À Searyl en Colombie Britannique (Canada), un enfant du nom de Doty est né le 27 avril 2017. Il a reçu une carte de santé, l’équivalent de notre carte vitale avec la mention U qui signifie unknown ou unspecified (inconnu ou non spécifié). Ceci au lieu du traditionnel F ou M pour féminin et masculin. Son père est transgenre ; il a déclaré ne pas vouloir donner  de « genre » à son enfant ; le laissant choisir par lui-même ultérieurement. Il a considéré que la Charte des Droits et des Libertés permettait de faire un tel choix. Le plus étonnant est que cet homme a refusé de tenir compte du sexe anatomique de l’enfant et qu’aucun examen médical n’ait été pratiqué. Le père lui-même est habillé en femme et porte la moustache.

Le gouvernement a accepté d’enregistrer l’enfant comme intersexué. C’est le premier cas de cette nature dans le pays. Mais on peut s’étonner qu’un père puisse décider par lui-même du sexe de son enfant.  Une « première » dans ce pays. Après la Suède, la Norvège devrait introduire un troisième genre.

Toujours au Canada dans l’Ontario, les déclarations d’un psychiatre hollandais ont fait grand bruit.
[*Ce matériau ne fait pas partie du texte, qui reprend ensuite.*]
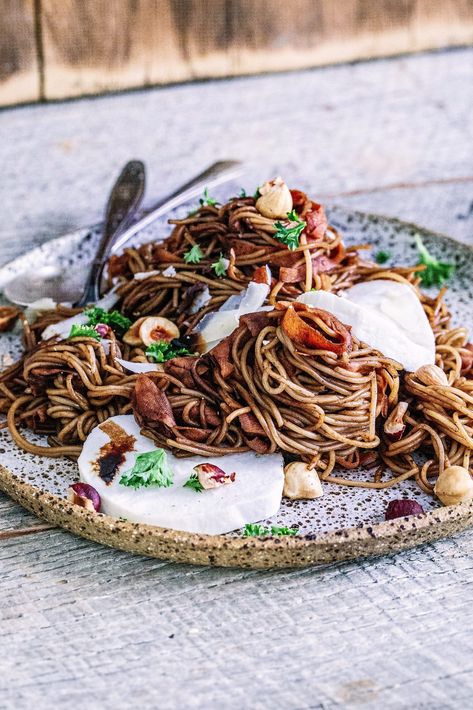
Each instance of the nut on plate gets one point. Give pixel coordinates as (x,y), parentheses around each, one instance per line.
(301,482)
(155,329)
(276,199)
(431,375)
(394,425)
(8,315)
(454,485)
(84,495)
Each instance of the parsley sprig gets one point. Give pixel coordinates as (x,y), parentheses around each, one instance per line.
(257,530)
(194,255)
(289,234)
(436,272)
(150,469)
(163,351)
(194,483)
(207,200)
(382,257)
(220,266)
(83,331)
(114,319)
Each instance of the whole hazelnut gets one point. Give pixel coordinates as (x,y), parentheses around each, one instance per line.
(301,482)
(276,199)
(454,485)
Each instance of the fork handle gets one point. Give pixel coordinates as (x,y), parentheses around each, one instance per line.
(124,200)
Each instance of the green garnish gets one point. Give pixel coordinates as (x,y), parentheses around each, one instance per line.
(83,331)
(114,319)
(289,234)
(257,530)
(207,200)
(194,483)
(220,266)
(382,256)
(436,272)
(163,351)
(150,469)
(194,255)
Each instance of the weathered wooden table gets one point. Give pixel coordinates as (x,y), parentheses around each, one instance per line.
(85,626)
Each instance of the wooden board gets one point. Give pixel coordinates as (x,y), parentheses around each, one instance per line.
(19,66)
(91,46)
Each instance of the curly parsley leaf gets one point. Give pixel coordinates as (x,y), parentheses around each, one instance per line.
(257,530)
(194,483)
(382,257)
(83,331)
(220,266)
(194,255)
(207,200)
(436,272)
(114,319)
(289,234)
(163,351)
(150,469)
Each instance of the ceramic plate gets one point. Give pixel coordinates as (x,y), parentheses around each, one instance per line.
(345,523)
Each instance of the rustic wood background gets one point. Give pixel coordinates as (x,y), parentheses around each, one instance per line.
(53,49)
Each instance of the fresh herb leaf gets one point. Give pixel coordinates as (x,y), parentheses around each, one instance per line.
(114,319)
(289,233)
(382,257)
(275,530)
(163,351)
(220,266)
(257,530)
(194,483)
(150,469)
(194,255)
(436,272)
(207,200)
(83,331)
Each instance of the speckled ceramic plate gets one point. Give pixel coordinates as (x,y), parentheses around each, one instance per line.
(345,523)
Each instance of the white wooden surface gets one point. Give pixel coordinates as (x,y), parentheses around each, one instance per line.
(85,626)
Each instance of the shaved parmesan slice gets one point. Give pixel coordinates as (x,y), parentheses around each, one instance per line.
(254,495)
(63,327)
(215,326)
(141,275)
(139,367)
(385,315)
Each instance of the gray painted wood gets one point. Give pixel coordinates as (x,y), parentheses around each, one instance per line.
(86,626)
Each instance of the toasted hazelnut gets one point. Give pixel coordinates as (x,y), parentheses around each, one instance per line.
(431,375)
(394,425)
(301,482)
(132,335)
(85,496)
(155,329)
(276,200)
(454,485)
(211,476)
(8,315)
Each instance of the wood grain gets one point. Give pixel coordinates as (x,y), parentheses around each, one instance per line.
(19,67)
(91,46)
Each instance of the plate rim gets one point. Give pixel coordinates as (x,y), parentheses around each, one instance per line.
(367,539)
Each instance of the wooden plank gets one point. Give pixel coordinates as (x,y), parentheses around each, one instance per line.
(92,46)
(19,70)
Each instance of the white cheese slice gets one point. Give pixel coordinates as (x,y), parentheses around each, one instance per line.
(254,495)
(386,315)
(215,326)
(139,367)
(63,327)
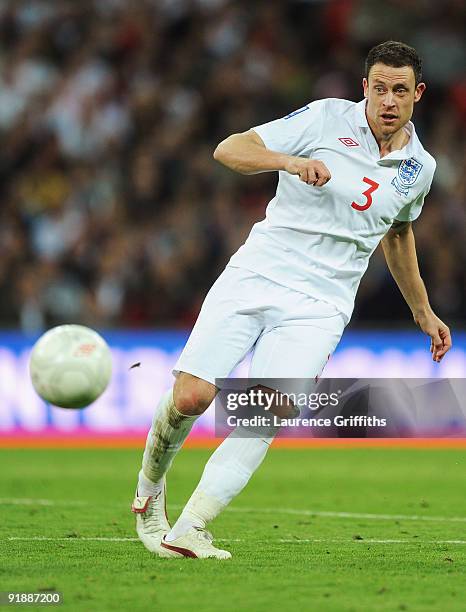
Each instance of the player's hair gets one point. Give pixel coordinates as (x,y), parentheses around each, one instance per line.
(396,54)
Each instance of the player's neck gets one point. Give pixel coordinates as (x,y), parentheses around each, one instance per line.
(390,142)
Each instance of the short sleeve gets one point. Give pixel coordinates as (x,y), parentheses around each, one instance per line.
(411,211)
(296,132)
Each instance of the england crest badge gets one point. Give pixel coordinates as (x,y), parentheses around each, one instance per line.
(408,171)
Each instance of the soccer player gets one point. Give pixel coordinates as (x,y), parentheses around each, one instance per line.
(351,175)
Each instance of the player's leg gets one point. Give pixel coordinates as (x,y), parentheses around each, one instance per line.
(223,334)
(173,419)
(291,351)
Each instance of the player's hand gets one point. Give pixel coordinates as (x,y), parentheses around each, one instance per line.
(439,333)
(310,171)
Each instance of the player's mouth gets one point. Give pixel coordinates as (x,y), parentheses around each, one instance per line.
(389,118)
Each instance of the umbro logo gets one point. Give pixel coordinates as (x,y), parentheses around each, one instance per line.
(349,142)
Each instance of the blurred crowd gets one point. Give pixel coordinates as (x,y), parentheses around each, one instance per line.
(112,210)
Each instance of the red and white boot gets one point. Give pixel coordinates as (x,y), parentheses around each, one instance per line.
(151,519)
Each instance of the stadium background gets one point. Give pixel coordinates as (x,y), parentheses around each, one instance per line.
(114,215)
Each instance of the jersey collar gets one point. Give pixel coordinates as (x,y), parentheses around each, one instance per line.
(409,150)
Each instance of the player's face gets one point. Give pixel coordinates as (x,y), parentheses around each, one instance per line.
(391,94)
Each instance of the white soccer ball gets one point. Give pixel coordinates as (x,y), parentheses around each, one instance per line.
(70,366)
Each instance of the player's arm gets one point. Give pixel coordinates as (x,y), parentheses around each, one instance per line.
(400,253)
(246,153)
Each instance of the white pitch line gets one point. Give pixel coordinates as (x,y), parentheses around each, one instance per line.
(228,540)
(245,510)
(351,515)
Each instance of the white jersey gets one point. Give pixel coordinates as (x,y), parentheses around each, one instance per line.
(318,240)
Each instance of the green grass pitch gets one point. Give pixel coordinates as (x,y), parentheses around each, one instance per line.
(288,553)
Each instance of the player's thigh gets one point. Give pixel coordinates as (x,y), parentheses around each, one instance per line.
(296,351)
(226,329)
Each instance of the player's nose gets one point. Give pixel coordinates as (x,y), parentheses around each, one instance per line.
(389,99)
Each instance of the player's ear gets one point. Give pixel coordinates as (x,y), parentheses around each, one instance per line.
(420,89)
(365,86)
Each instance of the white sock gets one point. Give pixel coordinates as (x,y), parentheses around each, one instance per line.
(169,430)
(225,475)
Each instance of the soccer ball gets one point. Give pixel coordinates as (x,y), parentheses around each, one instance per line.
(70,366)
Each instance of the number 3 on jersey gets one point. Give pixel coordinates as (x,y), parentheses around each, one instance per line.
(368,193)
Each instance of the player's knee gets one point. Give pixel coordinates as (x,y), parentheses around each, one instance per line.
(192,395)
(280,404)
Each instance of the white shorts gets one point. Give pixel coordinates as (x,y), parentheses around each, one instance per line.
(292,334)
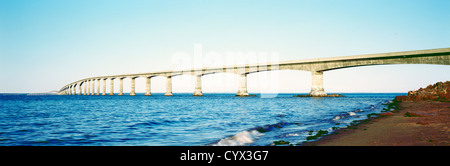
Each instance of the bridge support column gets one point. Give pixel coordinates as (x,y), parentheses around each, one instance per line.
(88,84)
(85,87)
(98,87)
(111,90)
(148,87)
(79,89)
(242,91)
(317,84)
(93,87)
(133,82)
(120,87)
(198,86)
(168,86)
(104,87)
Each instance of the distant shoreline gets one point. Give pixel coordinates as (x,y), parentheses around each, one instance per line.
(417,120)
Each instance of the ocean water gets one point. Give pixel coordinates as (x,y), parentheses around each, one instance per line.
(180,120)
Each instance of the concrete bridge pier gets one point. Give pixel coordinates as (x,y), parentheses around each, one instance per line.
(111,90)
(104,87)
(133,83)
(88,91)
(93,87)
(148,86)
(242,91)
(120,86)
(98,87)
(198,86)
(85,86)
(79,89)
(168,86)
(317,84)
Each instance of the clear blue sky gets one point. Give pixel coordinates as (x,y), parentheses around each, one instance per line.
(45,44)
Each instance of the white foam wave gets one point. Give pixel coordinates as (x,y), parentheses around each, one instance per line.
(242,138)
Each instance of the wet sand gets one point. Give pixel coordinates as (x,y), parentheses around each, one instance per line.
(423,123)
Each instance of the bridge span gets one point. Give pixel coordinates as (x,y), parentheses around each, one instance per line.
(439,56)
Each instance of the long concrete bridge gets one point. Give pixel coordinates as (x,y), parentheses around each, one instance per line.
(315,66)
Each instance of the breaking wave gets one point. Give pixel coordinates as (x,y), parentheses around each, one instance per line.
(242,138)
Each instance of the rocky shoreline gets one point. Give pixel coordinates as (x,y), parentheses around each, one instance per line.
(420,118)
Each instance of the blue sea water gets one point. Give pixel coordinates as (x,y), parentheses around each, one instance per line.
(180,120)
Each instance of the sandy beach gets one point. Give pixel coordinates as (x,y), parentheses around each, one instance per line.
(419,119)
(425,124)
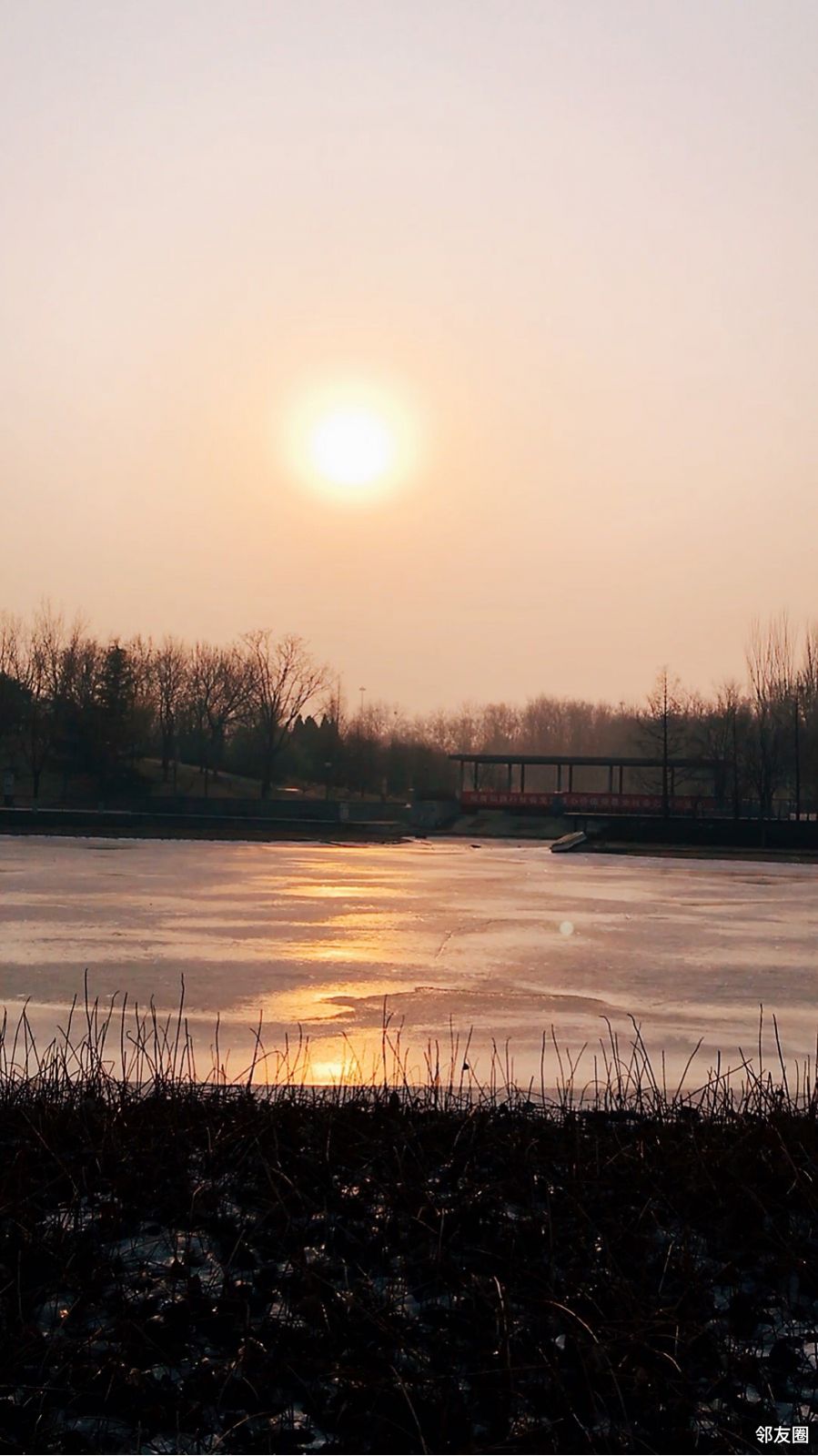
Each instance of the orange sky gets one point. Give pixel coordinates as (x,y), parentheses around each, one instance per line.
(575,242)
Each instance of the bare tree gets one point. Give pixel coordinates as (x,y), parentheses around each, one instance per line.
(217,696)
(664,725)
(283,679)
(170,669)
(771,666)
(41,659)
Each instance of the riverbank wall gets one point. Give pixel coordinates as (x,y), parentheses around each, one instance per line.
(356,827)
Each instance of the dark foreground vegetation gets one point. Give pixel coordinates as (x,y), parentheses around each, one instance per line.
(192,1267)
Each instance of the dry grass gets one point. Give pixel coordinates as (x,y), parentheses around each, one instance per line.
(196,1266)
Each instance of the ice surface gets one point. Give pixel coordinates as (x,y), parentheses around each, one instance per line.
(453,936)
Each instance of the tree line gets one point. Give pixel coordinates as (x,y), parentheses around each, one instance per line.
(262,706)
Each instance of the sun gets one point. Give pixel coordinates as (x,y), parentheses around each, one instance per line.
(351,448)
(356,441)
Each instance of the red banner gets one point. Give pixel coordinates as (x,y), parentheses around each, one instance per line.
(560,801)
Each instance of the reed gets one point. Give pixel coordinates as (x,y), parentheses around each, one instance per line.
(192,1261)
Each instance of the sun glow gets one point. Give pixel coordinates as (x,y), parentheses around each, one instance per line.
(352,443)
(351,448)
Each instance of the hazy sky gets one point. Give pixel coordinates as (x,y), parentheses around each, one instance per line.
(575,242)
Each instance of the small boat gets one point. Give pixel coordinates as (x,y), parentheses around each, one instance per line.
(560,846)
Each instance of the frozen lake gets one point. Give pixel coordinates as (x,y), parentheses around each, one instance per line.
(504,938)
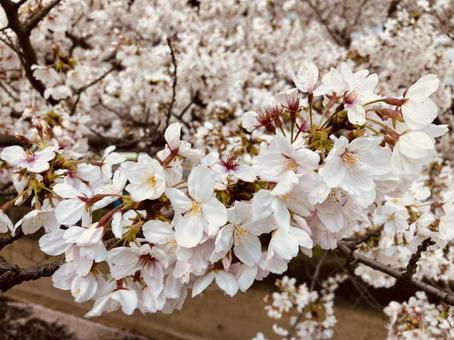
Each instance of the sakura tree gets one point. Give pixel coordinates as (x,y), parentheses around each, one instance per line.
(159,155)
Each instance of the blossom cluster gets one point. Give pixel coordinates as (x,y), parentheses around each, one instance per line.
(404,222)
(112,57)
(145,233)
(417,318)
(314,318)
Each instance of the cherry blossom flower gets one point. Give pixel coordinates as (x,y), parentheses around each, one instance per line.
(226,281)
(418,109)
(146,178)
(306,78)
(202,212)
(354,166)
(32,161)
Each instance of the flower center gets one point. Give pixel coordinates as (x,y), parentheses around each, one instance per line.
(196,208)
(146,261)
(350,97)
(349,158)
(30,157)
(238,232)
(152,181)
(291,164)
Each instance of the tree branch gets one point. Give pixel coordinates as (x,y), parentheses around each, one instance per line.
(10,239)
(412,264)
(26,52)
(12,275)
(35,18)
(174,82)
(356,258)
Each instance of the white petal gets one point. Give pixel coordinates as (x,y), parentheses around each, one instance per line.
(69,211)
(246,277)
(284,244)
(248,249)
(66,191)
(158,232)
(128,300)
(201,184)
(202,283)
(180,202)
(13,155)
(227,282)
(261,205)
(189,231)
(214,212)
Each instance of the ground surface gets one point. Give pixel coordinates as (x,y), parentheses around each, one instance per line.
(211,316)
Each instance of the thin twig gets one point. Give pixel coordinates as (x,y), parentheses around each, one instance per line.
(413,263)
(174,82)
(400,275)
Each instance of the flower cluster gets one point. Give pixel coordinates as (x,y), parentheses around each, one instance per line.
(419,319)
(321,156)
(310,312)
(403,222)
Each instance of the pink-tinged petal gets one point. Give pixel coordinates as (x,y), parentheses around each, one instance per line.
(285,183)
(333,172)
(261,205)
(415,145)
(45,155)
(14,155)
(214,212)
(248,249)
(141,191)
(227,282)
(202,283)
(5,223)
(284,244)
(180,202)
(281,213)
(65,191)
(356,114)
(84,288)
(281,145)
(245,173)
(424,87)
(53,243)
(303,237)
(223,242)
(189,231)
(128,300)
(201,184)
(249,121)
(172,135)
(69,212)
(240,212)
(332,221)
(246,277)
(90,236)
(158,232)
(419,113)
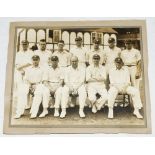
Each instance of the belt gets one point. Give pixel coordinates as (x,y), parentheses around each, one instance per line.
(130,65)
(35,83)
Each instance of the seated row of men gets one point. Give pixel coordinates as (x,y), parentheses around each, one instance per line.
(43,82)
(130,56)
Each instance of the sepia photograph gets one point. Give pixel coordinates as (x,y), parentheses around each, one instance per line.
(77,77)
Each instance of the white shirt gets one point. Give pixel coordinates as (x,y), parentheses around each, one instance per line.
(118,77)
(33,74)
(111,55)
(53,75)
(95,72)
(130,57)
(80,53)
(44,57)
(75,76)
(23,58)
(89,56)
(64,58)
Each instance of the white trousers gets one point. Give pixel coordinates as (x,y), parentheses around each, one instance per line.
(23,95)
(61,97)
(134,92)
(134,82)
(82,95)
(93,89)
(60,94)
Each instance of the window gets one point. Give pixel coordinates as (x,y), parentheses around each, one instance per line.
(56,36)
(96,35)
(93,36)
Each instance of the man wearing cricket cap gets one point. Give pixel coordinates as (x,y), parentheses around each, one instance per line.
(79,51)
(119,77)
(111,53)
(132,59)
(32,85)
(43,53)
(96,50)
(96,76)
(63,55)
(22,62)
(53,80)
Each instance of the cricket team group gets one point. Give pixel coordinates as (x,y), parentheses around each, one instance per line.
(95,75)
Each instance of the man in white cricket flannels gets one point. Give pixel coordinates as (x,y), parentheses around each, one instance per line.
(132,59)
(79,51)
(63,55)
(96,76)
(75,81)
(96,50)
(22,61)
(120,83)
(43,54)
(53,80)
(31,85)
(111,54)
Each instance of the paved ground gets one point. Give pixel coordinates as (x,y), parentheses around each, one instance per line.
(123,116)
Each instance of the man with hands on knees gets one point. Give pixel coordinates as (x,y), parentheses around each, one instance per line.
(95,77)
(75,81)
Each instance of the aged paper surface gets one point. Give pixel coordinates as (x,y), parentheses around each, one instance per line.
(53,32)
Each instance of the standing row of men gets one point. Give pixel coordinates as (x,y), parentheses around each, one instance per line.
(63,74)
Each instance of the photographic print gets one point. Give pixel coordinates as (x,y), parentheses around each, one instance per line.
(77,77)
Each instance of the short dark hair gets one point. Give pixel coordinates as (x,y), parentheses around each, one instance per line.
(42,40)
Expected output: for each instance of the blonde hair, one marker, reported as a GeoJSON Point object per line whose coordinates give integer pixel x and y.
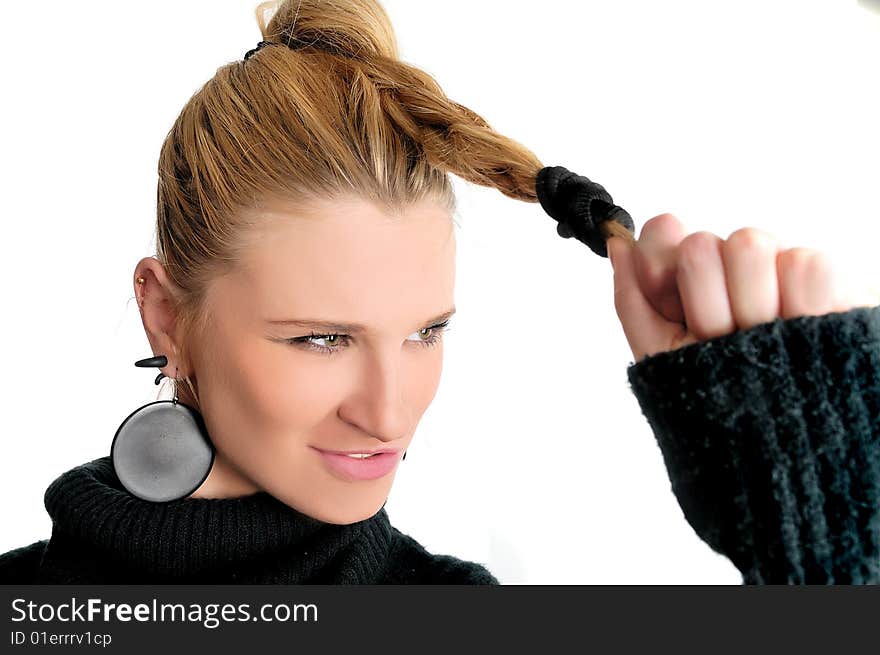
{"type": "Point", "coordinates": [335, 112]}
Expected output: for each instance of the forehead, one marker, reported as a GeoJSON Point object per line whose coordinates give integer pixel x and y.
{"type": "Point", "coordinates": [347, 260]}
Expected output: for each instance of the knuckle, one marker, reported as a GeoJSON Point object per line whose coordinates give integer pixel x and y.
{"type": "Point", "coordinates": [696, 245]}
{"type": "Point", "coordinates": [750, 239]}
{"type": "Point", "coordinates": [658, 222]}
{"type": "Point", "coordinates": [804, 260]}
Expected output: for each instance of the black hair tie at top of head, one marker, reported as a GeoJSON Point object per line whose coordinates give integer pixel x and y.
{"type": "Point", "coordinates": [260, 45]}
{"type": "Point", "coordinates": [580, 206]}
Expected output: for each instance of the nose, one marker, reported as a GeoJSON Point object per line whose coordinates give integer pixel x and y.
{"type": "Point", "coordinates": [378, 404]}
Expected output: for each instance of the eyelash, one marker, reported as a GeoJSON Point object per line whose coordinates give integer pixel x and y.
{"type": "Point", "coordinates": [433, 340]}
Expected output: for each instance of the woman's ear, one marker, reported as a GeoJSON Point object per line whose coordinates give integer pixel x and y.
{"type": "Point", "coordinates": [156, 295]}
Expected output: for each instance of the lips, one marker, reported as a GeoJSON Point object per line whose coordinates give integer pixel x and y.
{"type": "Point", "coordinates": [355, 468]}
{"type": "Point", "coordinates": [359, 452]}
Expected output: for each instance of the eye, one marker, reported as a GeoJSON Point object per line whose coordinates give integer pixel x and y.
{"type": "Point", "coordinates": [430, 336]}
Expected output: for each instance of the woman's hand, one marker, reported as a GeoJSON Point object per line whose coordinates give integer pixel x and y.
{"type": "Point", "coordinates": [671, 290]}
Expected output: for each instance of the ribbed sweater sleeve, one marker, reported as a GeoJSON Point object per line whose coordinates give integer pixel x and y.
{"type": "Point", "coordinates": [771, 440]}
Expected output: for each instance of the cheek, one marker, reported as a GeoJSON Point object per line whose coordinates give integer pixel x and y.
{"type": "Point", "coordinates": [262, 389]}
{"type": "Point", "coordinates": [425, 377]}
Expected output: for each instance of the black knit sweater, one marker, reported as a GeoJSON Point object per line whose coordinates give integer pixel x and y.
{"type": "Point", "coordinates": [770, 436]}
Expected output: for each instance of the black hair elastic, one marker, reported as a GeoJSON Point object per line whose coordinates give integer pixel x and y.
{"type": "Point", "coordinates": [580, 206]}
{"type": "Point", "coordinates": [260, 45]}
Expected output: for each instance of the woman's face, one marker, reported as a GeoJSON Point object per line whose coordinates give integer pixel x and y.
{"type": "Point", "coordinates": [269, 404]}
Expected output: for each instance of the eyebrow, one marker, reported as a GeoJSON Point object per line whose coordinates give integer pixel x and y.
{"type": "Point", "coordinates": [356, 328]}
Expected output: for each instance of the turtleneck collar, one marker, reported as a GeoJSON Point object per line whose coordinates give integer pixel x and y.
{"type": "Point", "coordinates": [250, 539]}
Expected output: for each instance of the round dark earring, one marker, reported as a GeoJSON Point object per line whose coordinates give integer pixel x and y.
{"type": "Point", "coordinates": [161, 451]}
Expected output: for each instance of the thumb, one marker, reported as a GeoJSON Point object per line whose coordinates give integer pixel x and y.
{"type": "Point", "coordinates": [646, 330]}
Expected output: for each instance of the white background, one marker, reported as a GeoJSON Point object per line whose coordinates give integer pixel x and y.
{"type": "Point", "coordinates": [755, 113]}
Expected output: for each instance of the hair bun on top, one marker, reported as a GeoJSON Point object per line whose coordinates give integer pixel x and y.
{"type": "Point", "coordinates": [349, 28]}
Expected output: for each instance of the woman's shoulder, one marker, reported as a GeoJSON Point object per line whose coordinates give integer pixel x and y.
{"type": "Point", "coordinates": [19, 566]}
{"type": "Point", "coordinates": [410, 563]}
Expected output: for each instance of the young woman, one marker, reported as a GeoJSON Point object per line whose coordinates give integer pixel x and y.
{"type": "Point", "coordinates": [303, 280]}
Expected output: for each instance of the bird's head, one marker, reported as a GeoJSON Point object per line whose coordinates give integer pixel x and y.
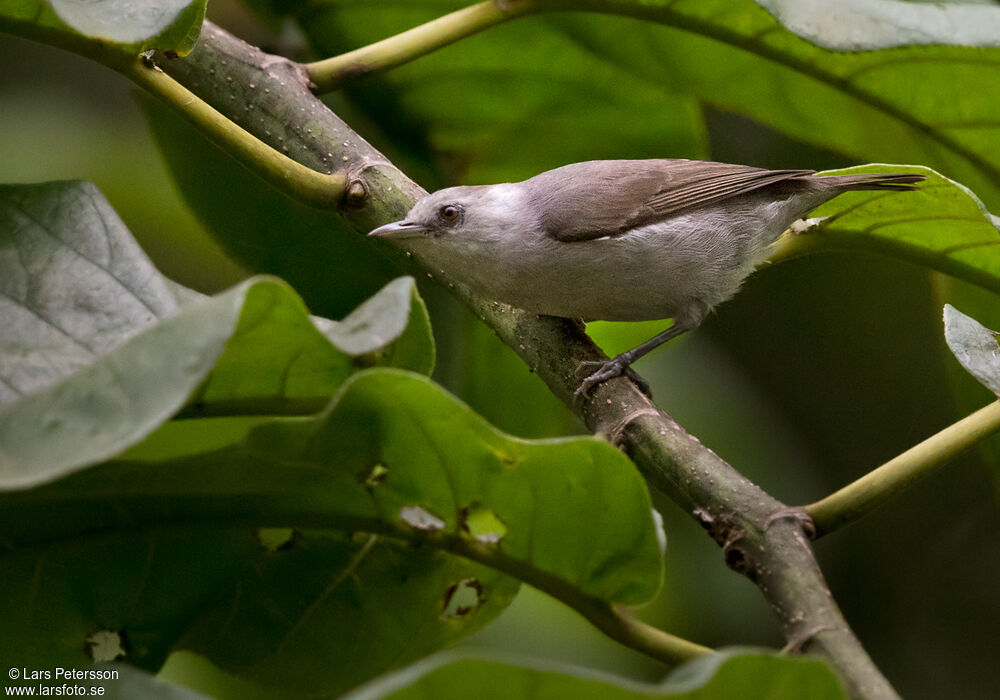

Le Dr. Gerard van den Aardweg a condamné les actes chirurgicaux de réassignement sexuel (changement chirurgical du sexe), comme « des mutilations nocives et des actes d’inhumanité vis-à-vis de personnes qui ont de sérieux désordres mentaux…. Les politiciens, les professionnels de la médecine, ceux qui font la promotion et les exécutants de ces mutilations auront à en répondre un jour vis-à-vis des transgenres, de la société et de leurs propres consciences. ».

Le gouvernement provincial de l’Ontario après celui du Québec envisage de rembourser le changement chirurgical du sexe. Le ministre de la santé Hoskins a annoncé que cette mesure serait appliquée à partir de juin 2018. Le médecin cité plus haut a déclaré qu’il s’agissait là « d’une absurdité » et de « mesures irresponsables ». Lui-même a une grande expérience dans la mesure où il a pris en charge médicalement des personnes voulant se débarrasser de leur homosexualité.

Pour l’ensemble du Canada, le nombre de réassignement sexuel est passé de 195 en 2015 à 1365 en 2016.